= António Sérgio =

Portuguese educationist, philosopher, journalist, sociologist and essayist (1883 - 1969)

António Sérgio de Sousa (September 3, 1883 - February 12, 1969) was an influential educationist, philosopher, journalist, sociologist and essayist from Portugal.

==Background==
He was the only son and representative of António Sérgio de Sousa (October 22, 1842 - Lisbon, Portugal August 18, 1906) - only son and representative of the 98th Governor-General of Portuguese India, 64th Governor of Angola, 59th Governor of Macau and 1st Viscount of Sérgio de Sousa -, and second wife (m. India, Bombay, Church of Our Lady of the Glory of Mazagão, October 22, 1879) Ana Maria Henriques de Brito (Pondá, Novas Conquistas, Goa, July 23, 1855 - Lisbon, Portugal, January 23, 1948).

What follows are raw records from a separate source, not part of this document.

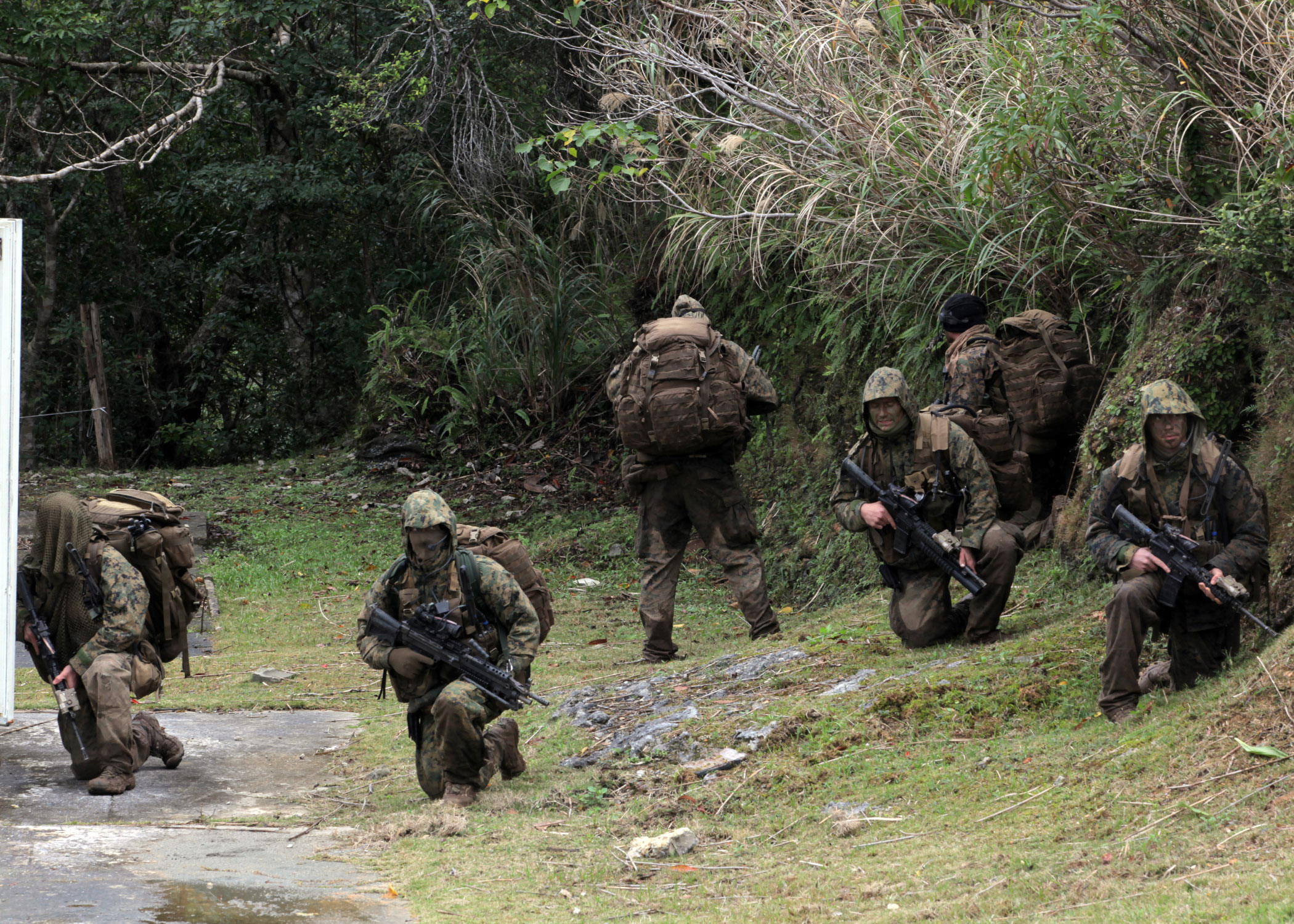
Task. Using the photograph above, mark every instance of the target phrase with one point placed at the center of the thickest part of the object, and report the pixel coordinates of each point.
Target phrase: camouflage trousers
(923, 612)
(450, 740)
(104, 720)
(1129, 617)
(706, 497)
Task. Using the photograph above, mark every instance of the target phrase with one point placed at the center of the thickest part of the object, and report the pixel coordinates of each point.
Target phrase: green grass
(942, 748)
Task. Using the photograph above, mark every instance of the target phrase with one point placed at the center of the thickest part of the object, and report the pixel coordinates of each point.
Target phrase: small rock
(849, 684)
(670, 844)
(725, 760)
(754, 667)
(752, 738)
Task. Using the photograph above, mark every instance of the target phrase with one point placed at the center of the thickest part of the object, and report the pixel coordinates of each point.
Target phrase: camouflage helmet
(888, 382)
(1168, 398)
(426, 509)
(686, 304)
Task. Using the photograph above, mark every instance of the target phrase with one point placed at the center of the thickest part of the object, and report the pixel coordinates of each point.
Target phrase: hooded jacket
(1234, 535)
(508, 625)
(896, 458)
(57, 589)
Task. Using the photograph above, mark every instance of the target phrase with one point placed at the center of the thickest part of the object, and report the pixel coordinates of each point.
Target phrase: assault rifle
(94, 596)
(433, 636)
(1176, 552)
(911, 530)
(63, 694)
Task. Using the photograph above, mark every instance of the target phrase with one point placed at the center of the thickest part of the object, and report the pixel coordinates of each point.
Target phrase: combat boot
(507, 737)
(112, 782)
(161, 745)
(460, 795)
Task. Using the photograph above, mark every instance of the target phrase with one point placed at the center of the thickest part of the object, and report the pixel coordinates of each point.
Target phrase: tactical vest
(930, 474)
(1145, 500)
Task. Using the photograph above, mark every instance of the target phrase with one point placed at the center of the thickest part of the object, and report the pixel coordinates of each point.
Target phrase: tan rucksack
(681, 391)
(145, 527)
(1046, 373)
(1011, 469)
(495, 544)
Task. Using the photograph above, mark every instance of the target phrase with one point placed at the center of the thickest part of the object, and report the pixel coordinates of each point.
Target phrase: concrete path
(148, 857)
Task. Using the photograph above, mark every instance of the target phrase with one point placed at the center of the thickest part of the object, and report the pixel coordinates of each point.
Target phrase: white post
(10, 351)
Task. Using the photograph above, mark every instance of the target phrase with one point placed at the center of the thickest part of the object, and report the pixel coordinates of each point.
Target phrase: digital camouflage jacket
(1234, 537)
(898, 460)
(971, 373)
(126, 610)
(513, 626)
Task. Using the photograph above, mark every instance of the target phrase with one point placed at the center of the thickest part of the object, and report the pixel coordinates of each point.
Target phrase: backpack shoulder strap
(468, 562)
(932, 431)
(1130, 464)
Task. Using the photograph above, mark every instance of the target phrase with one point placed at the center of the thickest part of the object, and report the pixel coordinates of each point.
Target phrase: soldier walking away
(457, 750)
(1169, 479)
(683, 399)
(928, 455)
(104, 651)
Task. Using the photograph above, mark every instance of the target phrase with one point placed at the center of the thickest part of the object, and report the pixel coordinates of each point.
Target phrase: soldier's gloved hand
(408, 663)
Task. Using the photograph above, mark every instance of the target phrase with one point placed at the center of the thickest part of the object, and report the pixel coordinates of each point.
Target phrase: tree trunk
(92, 339)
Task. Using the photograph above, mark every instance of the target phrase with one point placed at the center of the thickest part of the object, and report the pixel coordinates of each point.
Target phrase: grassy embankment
(963, 748)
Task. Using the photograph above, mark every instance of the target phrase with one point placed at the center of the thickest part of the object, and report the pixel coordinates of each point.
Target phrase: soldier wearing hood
(99, 649)
(699, 491)
(935, 457)
(1165, 479)
(456, 753)
(971, 376)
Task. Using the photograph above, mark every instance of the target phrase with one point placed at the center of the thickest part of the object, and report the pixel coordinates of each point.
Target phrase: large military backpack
(681, 390)
(494, 543)
(147, 529)
(1011, 469)
(1044, 369)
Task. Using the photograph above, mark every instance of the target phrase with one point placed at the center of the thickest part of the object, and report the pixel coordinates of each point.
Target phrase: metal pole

Sérgio was an important intellectual, thinker, and Portuguese politician. Born in Damão, India he was influenced by the contact with different cultures. He lived many years in Africa, becoming a cosmopolitan character because, following a family tradition, he studied at the Military College, in Lisbon, Portugal completing the course of the Navy of War, after which he traveled to Cape Verde and Macao, China. He left the Navy with the establishment of the Republic in 1910. Sérgio did not consider the issue of republic versus monarchy important. For him, the economic progress and welfare of Portugal was more significant. He spoke about "socialism", although this was not connected with "Marxist socialism". Sérgio was located in a social democratic political line, admiring England, a position similar to the one adopted by the countries of Scandinavia and their Social-Democratic Parties. Sérgio died in Lisbon, Portugal.

==Culture==
He was a personal friend of Adolphe Ferrière, Claparède and Paul Langevin - the doctoral advisor of Louis de Broglie (Nobel Prize for Physics in 1929); he was teacher, including at the University of Santiago de Compostela (in 1933) and, by all this, influenced characters as his friend Barahona Fernandes - one of the most distinguished Portuguese psychiatrists - the architect Raul Lino, the Educator Rui Grácio and Mário Soares. One may consider him as an "Educator of Generations". He was Minister of "Public Instruction" for two months and ten days in the government of Alvaro de Castro (1923-12-18 to 1924-02-28).

==Political action==
He was a permanent political opponent of the regime of António de Oliveira Salazar, which lasted from 1926 to 1974. He was also linked to the foundation of the Portuguese Socialist Party and to the Humberto Delgado candidacy of the Presidential Elections of 1958. (Humberto Delgado was later murdered by the PIDE, political police of "Salazarism"). Sérgio was arrested in 1910, 1933, 1935, 1948 and 1958. And about this he thought (and wrote) that it was in prison he found the true "national unity" - to oppose the military dictatorship, first, and then Salazar.

He left an enormous work on Education, Epistemology, Culture, History and Politics, especially in his Essays. Most of the political activity of Sérgio is always compatible with its theoretical aspect - the linking of democracy and freedom as means for Education and Culture. He was also important for his contribution to the introduction of Cooperatives in Portugal.

"The essential principle of democracy is never trust in those who are in the Govern" he wrote. His work influenced many important younger Portuguese, men of culture, science or politics.

==Family==
He married in Lisbon, São Mamede, at the Chapel of the Nunciature, on June 14, 1910, to Luísa Estefânia Gerschey da Silva (Lisbon, September 4, 1879 - Lisbon, Lapa, February 29, 1960), daughter of Manuel José da Silva (Lisbon, Mártires, August 4, 1854 - July 23, 1932), a natural son of one of the brothers of the 1st Viscount and 1st Count of Ribeiro da Silva and of Italian and English descent, and wife German Maria Estefânia Gerschey (Lisbon, Alcântara, November 30, 1859 - 1959), without issue.